I also think your notion of percents addition is confusing. You treat 1 and 1.0 as percentage of the original value, but 1% not as such. If anything, 1% should be treated as percentage.
Generally less code, less logical branches, less rules to remember => the better.
I wonder if step without by on anything other than integers is even a real use case or a product of our imagination...
Thanks for the wiki link. I'm OK with this being interpreted right now./
On percents, scaling and math will always present cases where we have to stop and think about how it's working. My bias is explained in the big comment in the middle of the func for this context. :^) So we have to decide what to do with non-percents. But percents should be easy, right?
>> 1% + 0.125%
== 1.125%
>> p: 1%
== 1%
>> step/by 'p 0.125%
== 1.00125%
>> p: 1%
== 1%
>> step/by 'p 0.125
== 1.125%
>> 1% + 0.125
== 13.5%
IMO that won't make sense to anyone, or lead to correct use of percents and non-percents.
I wonder if step without by on anything other than integers is even a real use case or a product of our imagination...
Integers are by far the most common case, and why I had a short-circuit check in an old version. I'm happy to start with the subset of [integer! percent! time!], because I've used all of those myself in the past. then see if people ask for others. I want to say I also used money! but am much less certain about that. More likely that it stepped through an array of money values, so series use covers that. So we can narrow the use cases, but that won't reduce the code in this case.
Or we can cut it down to only integers, put it to use, and go from there. I probably won't be writing amortization schedules or camera controllers anytime soon. :^)
We can then also remove vector! binary! image!, right, or change to any-block!?
OTOH, for a few extra lines of code we have a really general func that is easy to reason about and may be used creatively and effectively in the wild.
IMO that won't make sense to anyone, or lead to correct use of percents and non-percents.
That's why I don't like special handling of percents.
I'm happy to start with the subset of [integer! percent! time!], because I've used all of those myself in the past. then see if people ask for others.
Wasn't my point.
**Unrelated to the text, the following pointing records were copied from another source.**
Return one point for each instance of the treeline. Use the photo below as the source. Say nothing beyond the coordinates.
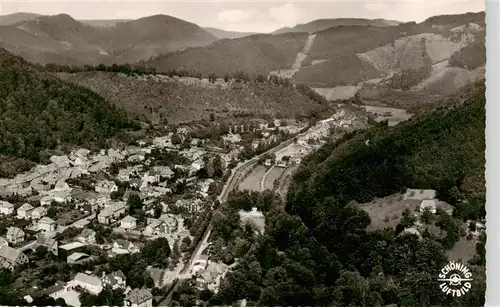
(42, 112)
(142, 69)
(320, 253)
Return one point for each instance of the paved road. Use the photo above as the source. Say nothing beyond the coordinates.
(236, 175)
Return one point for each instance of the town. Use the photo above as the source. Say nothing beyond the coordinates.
(81, 211)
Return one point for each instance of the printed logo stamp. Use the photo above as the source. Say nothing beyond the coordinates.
(455, 278)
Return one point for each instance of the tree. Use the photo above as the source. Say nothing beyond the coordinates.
(115, 195)
(176, 139)
(134, 203)
(426, 216)
(156, 252)
(40, 252)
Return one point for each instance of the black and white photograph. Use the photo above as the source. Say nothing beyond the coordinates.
(247, 153)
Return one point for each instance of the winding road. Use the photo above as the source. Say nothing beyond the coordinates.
(237, 174)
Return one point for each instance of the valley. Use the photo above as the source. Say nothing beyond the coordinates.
(157, 162)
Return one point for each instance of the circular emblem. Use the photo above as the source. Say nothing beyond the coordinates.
(455, 279)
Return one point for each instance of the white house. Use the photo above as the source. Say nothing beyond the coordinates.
(78, 258)
(139, 298)
(254, 217)
(128, 222)
(49, 243)
(106, 187)
(89, 283)
(11, 257)
(47, 224)
(155, 227)
(6, 208)
(38, 212)
(87, 236)
(114, 280)
(111, 212)
(428, 203)
(123, 247)
(15, 235)
(3, 242)
(200, 264)
(24, 212)
(57, 290)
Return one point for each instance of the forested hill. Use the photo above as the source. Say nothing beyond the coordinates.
(39, 111)
(442, 151)
(320, 252)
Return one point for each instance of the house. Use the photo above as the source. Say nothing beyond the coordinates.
(11, 257)
(3, 242)
(139, 298)
(89, 283)
(254, 217)
(106, 187)
(6, 208)
(67, 249)
(128, 222)
(123, 247)
(200, 264)
(171, 221)
(108, 214)
(38, 213)
(87, 236)
(50, 244)
(15, 235)
(155, 227)
(47, 224)
(412, 231)
(57, 290)
(114, 280)
(428, 203)
(209, 277)
(78, 258)
(24, 212)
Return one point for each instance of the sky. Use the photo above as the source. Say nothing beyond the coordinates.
(247, 16)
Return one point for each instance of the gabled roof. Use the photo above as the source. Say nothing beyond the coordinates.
(9, 253)
(5, 204)
(46, 220)
(25, 207)
(129, 219)
(15, 232)
(46, 241)
(84, 278)
(138, 296)
(123, 243)
(76, 256)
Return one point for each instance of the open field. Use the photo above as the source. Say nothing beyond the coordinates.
(252, 182)
(393, 115)
(463, 249)
(390, 207)
(273, 175)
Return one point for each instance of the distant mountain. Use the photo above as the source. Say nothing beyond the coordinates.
(64, 40)
(6, 20)
(255, 54)
(102, 23)
(221, 34)
(323, 24)
(40, 111)
(149, 36)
My point is, perhaps for everything other than integers we may require /by, and that would also free us from imagined problems like how should percents be summed.
perhaps for everything other than integers we may require /by
view [progress 0% rate 0:0:0.1 on-time [step 'face/data]]
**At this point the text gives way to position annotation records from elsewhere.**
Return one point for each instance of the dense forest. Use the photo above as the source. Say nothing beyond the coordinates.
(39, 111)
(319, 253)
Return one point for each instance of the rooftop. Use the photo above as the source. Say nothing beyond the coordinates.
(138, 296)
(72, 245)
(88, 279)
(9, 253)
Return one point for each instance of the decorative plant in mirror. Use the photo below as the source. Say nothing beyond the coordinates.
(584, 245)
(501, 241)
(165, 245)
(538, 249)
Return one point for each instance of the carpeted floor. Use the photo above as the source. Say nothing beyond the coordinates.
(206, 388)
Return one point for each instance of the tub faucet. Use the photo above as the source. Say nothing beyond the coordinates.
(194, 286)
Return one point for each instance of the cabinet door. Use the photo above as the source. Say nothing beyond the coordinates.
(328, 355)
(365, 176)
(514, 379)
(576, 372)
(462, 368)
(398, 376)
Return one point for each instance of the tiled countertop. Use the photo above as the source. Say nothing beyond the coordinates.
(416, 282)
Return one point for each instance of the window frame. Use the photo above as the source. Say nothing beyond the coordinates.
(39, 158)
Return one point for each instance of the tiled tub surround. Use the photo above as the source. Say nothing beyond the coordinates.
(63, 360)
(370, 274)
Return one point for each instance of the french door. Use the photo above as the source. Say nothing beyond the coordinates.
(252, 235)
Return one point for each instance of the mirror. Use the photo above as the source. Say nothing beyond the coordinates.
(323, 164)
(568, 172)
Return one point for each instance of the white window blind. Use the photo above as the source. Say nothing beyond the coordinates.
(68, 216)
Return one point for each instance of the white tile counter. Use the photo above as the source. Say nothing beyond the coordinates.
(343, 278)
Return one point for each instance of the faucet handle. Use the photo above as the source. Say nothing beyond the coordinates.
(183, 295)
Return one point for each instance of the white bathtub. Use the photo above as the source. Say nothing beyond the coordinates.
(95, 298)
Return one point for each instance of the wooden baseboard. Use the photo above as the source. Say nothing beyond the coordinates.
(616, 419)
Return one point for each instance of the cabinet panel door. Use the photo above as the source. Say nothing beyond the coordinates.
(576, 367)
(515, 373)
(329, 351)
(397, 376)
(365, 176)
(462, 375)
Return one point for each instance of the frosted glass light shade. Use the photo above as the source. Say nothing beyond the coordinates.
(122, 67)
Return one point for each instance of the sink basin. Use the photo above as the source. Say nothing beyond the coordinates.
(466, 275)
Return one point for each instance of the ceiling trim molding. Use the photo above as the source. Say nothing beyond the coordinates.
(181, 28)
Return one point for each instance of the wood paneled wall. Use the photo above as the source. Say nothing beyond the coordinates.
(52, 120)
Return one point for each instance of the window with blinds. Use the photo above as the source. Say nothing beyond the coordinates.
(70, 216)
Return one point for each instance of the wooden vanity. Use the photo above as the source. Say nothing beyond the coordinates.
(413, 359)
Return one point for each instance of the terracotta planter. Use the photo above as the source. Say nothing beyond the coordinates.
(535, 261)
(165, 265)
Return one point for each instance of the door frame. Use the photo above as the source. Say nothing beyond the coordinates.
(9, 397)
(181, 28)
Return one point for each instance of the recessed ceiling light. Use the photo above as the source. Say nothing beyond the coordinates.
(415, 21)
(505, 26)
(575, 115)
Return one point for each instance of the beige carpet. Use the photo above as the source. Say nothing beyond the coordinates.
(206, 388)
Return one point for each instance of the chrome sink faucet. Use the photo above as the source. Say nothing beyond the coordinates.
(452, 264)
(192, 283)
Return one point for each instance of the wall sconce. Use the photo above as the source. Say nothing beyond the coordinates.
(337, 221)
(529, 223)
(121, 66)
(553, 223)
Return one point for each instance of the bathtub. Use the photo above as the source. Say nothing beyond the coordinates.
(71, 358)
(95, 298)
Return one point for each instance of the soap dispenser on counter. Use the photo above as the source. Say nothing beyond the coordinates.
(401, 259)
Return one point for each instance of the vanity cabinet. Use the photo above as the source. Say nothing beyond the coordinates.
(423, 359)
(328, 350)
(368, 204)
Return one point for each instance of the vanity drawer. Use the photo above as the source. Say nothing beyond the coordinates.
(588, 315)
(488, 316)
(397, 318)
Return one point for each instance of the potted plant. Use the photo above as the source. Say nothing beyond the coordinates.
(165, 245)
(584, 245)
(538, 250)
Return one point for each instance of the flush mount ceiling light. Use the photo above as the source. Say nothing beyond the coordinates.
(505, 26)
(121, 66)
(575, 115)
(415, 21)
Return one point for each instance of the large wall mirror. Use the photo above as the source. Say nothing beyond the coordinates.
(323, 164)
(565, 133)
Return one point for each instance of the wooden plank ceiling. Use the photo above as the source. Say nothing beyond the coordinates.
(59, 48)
Now you will argue that it should still use /by because that scenario is always calculated based on something. Which just points out that /by is useful, here or somewhere else. Step is the domain of incrementing/increasing and the opposite, so it's a good place for it. But let's extrapolate further. We've talked about quantity! as a possible datatype. Could it possibly be useful there? e.g., in the U.S. if you have a measurement in feet, but you want to step it inch by inch. Should it be dialected, like my idea for split, or is it constrained enough that a couple refinements will do better? I can't say. But I do feel comfortable saying that it's another tool for thinking, if we want it to be.
I'm also looking at this with range and loop/repeat in mind.
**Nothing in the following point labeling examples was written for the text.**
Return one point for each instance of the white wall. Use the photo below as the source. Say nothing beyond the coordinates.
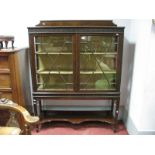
(138, 91)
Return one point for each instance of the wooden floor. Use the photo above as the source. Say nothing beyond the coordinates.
(86, 128)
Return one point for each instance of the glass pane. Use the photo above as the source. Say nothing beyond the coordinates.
(54, 63)
(98, 62)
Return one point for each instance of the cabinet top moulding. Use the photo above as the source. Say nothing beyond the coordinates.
(77, 23)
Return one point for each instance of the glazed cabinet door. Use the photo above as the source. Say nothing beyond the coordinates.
(98, 67)
(53, 62)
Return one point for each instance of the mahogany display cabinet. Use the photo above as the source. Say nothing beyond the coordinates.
(76, 60)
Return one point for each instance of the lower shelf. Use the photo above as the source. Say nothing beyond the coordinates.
(78, 117)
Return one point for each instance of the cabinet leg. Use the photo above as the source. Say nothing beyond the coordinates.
(37, 111)
(115, 127)
(112, 106)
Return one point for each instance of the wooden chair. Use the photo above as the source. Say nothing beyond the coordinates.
(20, 121)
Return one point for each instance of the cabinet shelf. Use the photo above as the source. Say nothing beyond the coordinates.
(97, 72)
(54, 72)
(53, 53)
(71, 72)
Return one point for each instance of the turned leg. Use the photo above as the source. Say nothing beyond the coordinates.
(116, 115)
(112, 106)
(12, 43)
(1, 45)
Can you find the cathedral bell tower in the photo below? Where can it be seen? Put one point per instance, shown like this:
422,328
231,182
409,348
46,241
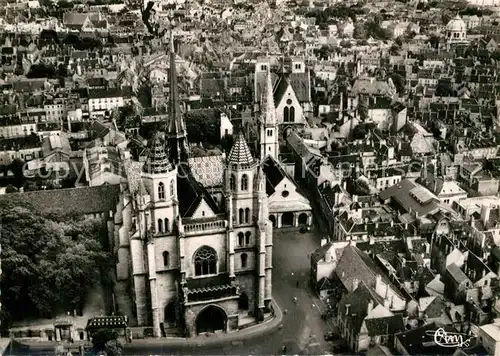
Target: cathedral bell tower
249,232
159,178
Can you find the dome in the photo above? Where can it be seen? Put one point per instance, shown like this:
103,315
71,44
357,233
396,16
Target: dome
456,25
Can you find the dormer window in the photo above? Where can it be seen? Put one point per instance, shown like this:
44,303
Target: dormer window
161,191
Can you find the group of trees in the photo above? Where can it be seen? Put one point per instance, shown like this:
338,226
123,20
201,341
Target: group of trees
49,261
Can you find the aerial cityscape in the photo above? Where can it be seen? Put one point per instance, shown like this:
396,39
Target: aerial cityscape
227,177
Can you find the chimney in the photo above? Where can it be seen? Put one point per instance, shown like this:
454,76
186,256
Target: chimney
328,256
485,213
355,284
370,307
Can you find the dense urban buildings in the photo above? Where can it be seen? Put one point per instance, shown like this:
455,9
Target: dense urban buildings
295,177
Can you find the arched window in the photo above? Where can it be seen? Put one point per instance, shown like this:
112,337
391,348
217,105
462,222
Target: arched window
244,260
241,216
161,191
172,187
247,215
205,261
232,182
244,182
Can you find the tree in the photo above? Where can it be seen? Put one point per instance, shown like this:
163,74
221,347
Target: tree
113,348
102,337
227,143
11,189
48,260
17,168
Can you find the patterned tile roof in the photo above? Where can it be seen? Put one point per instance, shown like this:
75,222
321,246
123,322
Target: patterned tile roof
240,153
107,322
208,170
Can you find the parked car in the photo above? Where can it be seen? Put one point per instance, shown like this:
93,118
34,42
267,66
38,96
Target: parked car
305,228
330,336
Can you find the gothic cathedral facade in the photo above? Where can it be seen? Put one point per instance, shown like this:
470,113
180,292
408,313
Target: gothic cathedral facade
197,263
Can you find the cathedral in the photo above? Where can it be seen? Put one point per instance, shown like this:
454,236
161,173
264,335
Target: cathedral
198,257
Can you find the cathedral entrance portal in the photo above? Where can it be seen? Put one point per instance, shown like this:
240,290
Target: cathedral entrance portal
287,219
211,319
273,220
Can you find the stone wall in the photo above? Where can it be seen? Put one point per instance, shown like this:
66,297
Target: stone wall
248,284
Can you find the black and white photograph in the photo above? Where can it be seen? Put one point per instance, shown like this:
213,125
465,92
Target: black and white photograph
249,177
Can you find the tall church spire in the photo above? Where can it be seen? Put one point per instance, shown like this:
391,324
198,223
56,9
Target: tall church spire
268,123
240,153
157,160
177,135
268,110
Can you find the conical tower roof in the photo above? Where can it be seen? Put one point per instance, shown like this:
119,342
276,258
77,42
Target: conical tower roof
268,110
240,153
157,160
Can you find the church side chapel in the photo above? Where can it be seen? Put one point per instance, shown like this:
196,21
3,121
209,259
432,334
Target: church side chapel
290,88
200,256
I have replied to the Element channel, so for the record:
- I don't need nor like
/down, for me, negative value usage is more useful, transparent - For code like
n: n + 1the most boring part is to initialise the value most often to zero. And you have to do it outside of the loop, e.g.n: 0 loop 10 [n: n + 1 print ["Something" n]]. I wantstepto take care for that, or having somedefaultmechanism in the language.
Since we're on our own, will you agree on this implementation? I added increments of series items and removed error checks because it's not a routine and they're costly.